A story I heard yesterday from an Israeli journalist: A call goes out to all nations to find a way to take human beings to Mars. The United States announces a plan that will take thirty years, but it will bring a human mission to Mars and bring them home. The Israelis announce they can have a ship ready in FIVE years and will successfully land their crew on Mars. They just won’t have a plan to bring them home. “Once they are there, they can figure that part out.” The upshot is that, at least according to one journalist, Israel has many strengths but doesn’t always consider the long picture.

These days it seems like much of our political discourse throughout the world is playing by those rules. We vote for what or who feels good in the moment, not remembering, as Kennedy once said, that people campaign in poetry but they govern in prose. One of the reasons I like the American Jewish Committee is that it is all about the long view. Unlike many Jewish and political organizations, the AJC was founded in 1906 on the strength of important and serious conversations with movers and shakers (or future ones) from the places of power in the world.

This year’s Global Forum, certainly delivered. In an age of political vulgarity, I only saw here in Washington old fashioned civility and intellectual inquiry. Excellent speakers presented their views on the current challenges of foaming antisemitism (A.K.A., Boycott, Divestments, and Sanctions) and the security and political challenges facing Israel. The aftermath of the Iran deal was addressed but without rancor.

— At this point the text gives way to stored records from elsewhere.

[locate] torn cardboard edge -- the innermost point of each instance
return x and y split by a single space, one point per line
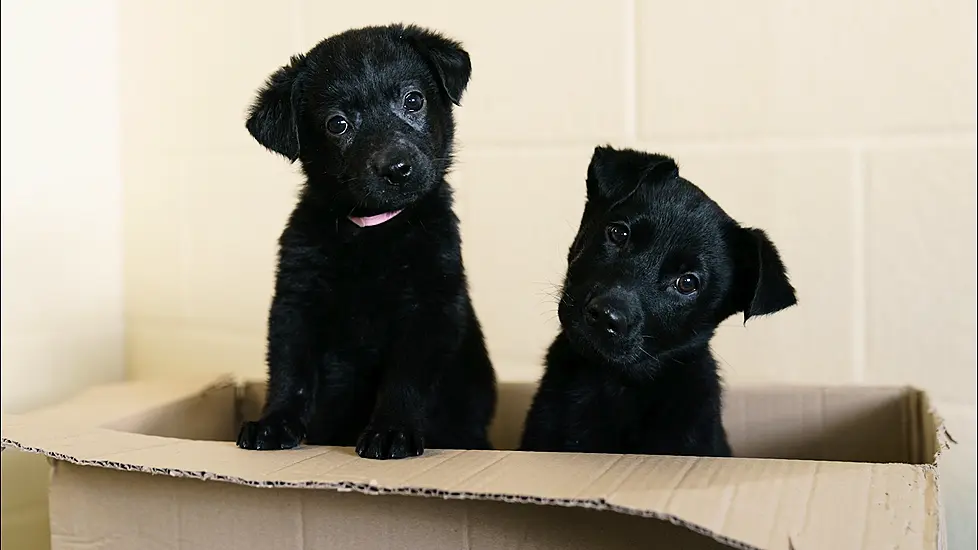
85 423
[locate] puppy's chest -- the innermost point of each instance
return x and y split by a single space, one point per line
622 419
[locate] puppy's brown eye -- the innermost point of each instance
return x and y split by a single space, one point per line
337 125
413 102
687 283
617 233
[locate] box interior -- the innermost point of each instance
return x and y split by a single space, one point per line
845 424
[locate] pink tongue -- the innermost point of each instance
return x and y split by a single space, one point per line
368 221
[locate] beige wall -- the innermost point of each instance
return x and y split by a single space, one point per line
62 225
846 129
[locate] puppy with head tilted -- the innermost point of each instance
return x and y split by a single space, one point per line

We were also inspired by moral courage of such greats at the Air France pilot who forty years ago would not abandon his Jewish passengers in Uganda, and the current college students who stand up to bigotry and racism on campus.

I am so proud and pleased that Chicago has such a vibrant AJC chapter. More than one hundred came to the Forum, many Temple Sholom members. 110 years ago, AJC was begun to fight antisemitism and advocate for the Jewish people and global human rights. It’s mission has never been more timely.